Friday, July 2, 2010

words help

my buddy pam wrote me a note yesterday with
a sentence in it that knocked me outta my

it was the wording of the sentence that just
bam. bam. bam. hit so loud and clear.

i wanted to put it out here....

she was writing me about the message we get
when we're molested. here's what she said:

"We hear "don't tell" as "don't tell who you are,
because the molester saw that and look what happened."



have you ever worded it to yourself that way???

i don't think i have.

i think i have worded it a thousand ways to myself,
and i think they've all meant the same thing....
but she nailed it right there in such a clear way
that it really helped me see it better.

i thought it might help some of you....

time to fix that faulty message, don't ya think???


i don't know.
but i'm gonna do it anyway.
sometimes i think it's 'fixed' and then sometimes
i know it's not.

it's one of those sneaky things that comes up in
weird moments.

well, i want different things to come up in weird
moments. not that.

and i think pam just helped me a lot to kinda hold
it in a different light.

thought maybe it could help you too.

(pam, i shoulda asked you if i could use the sentence!
but i kinda like the idea of you comin' over here
and bein' surprised.
i want you to see how much your words help.....)


Merry ME said...

Pam is a very wise woman.
And she is not afraid to share her wisdom.
Something tells me she won't mind that you've quoted her.

Qn Dani said...

in my late 20's I had a very serious medical problem with my sinuses. The dr - examining me commented that my nose had been broken at least twice. I vehemently denied it - three times. He told me to call my mom and ask her - that it had probably been broken in play when I was a child.

left the office, and out in the parking lot, I told my husband, "the first time my nose was broken was....and the second time was when...and the third time" He looked at me with shock and asked why I lied to the doctor and pretended I didn't know what he was talking about.

But I couldn't tell the doc because then he would have "seen" me and known that I was so bad and mean and selfish that I made my mom hit me.

Because that's what I heard from the adults around me...."Why do you make her so mad she has to "do this?" (as in hit me or shove me hard enough to injure me.)

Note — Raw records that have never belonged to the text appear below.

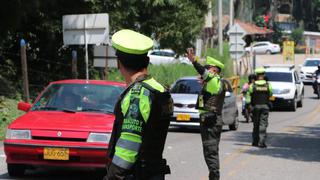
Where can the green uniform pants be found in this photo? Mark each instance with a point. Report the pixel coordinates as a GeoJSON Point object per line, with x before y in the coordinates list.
{"type": "Point", "coordinates": [260, 123]}
{"type": "Point", "coordinates": [210, 134]}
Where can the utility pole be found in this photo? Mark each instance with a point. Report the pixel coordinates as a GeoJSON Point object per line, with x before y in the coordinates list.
{"type": "Point", "coordinates": [220, 40]}
{"type": "Point", "coordinates": [74, 65]}
{"type": "Point", "coordinates": [106, 66]}
{"type": "Point", "coordinates": [24, 70]}
{"type": "Point", "coordinates": [231, 13]}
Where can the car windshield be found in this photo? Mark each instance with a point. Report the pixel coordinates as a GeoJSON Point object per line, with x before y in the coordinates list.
{"type": "Point", "coordinates": [186, 87]}
{"type": "Point", "coordinates": [279, 76]}
{"type": "Point", "coordinates": [79, 98]}
{"type": "Point", "coordinates": [312, 63]}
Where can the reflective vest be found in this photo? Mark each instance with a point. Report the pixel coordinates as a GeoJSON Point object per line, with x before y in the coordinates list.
{"type": "Point", "coordinates": [259, 92]}
{"type": "Point", "coordinates": [143, 114]}
{"type": "Point", "coordinates": [212, 95]}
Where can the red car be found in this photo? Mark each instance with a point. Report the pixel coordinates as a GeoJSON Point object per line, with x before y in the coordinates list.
{"type": "Point", "coordinates": [68, 125]}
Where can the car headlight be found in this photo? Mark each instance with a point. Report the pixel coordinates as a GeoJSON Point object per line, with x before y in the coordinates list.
{"type": "Point", "coordinates": [18, 134]}
{"type": "Point", "coordinates": [99, 137]}
{"type": "Point", "coordinates": [285, 91]}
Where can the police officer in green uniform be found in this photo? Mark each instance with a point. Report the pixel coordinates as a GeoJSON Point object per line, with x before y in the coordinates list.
{"type": "Point", "coordinates": [142, 114]}
{"type": "Point", "coordinates": [259, 94]}
{"type": "Point", "coordinates": [209, 104]}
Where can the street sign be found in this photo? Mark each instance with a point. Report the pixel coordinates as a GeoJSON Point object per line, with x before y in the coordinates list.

We hear "don't tell" as "don't tell who you are, because the abuser saw that and look what happened."


Suz said...

how amazingly, scarily accurate!!!
I've told myself that... not in those same words - but WOW does that add some clarity!!!
Thank you!!!
I still catch myself thinking it in some form or another...

Pamela Jones said...

Seems like my response got lost...forgive me if this posts twice.

So, you've done it.

And there's that feeling of dread again...the one where you feel like there's something intrinsically wrong with your ability to decide.

Of course I don't mind that you shared this. How sad it is that one event in a lifetime can cause us to hide away so much of ourselves in the name of protecting who we are, and all the while the world doesn't get to see what we have to offer. We are not the ones the world needs protection from, and we don't need to hide from everyone because of one person's actions.

Dani, I am so sorry that you lived so much of your life feeling responsible for your mom's behavior. It hurts my heart to think of little Dani with her nose broken feeling responsible for the pain.

It occurs to me that we reclaim our power when we forgive; because when there is something to forgive, it means we acknowledge that the choice belonged to the other person -- and the truth is told.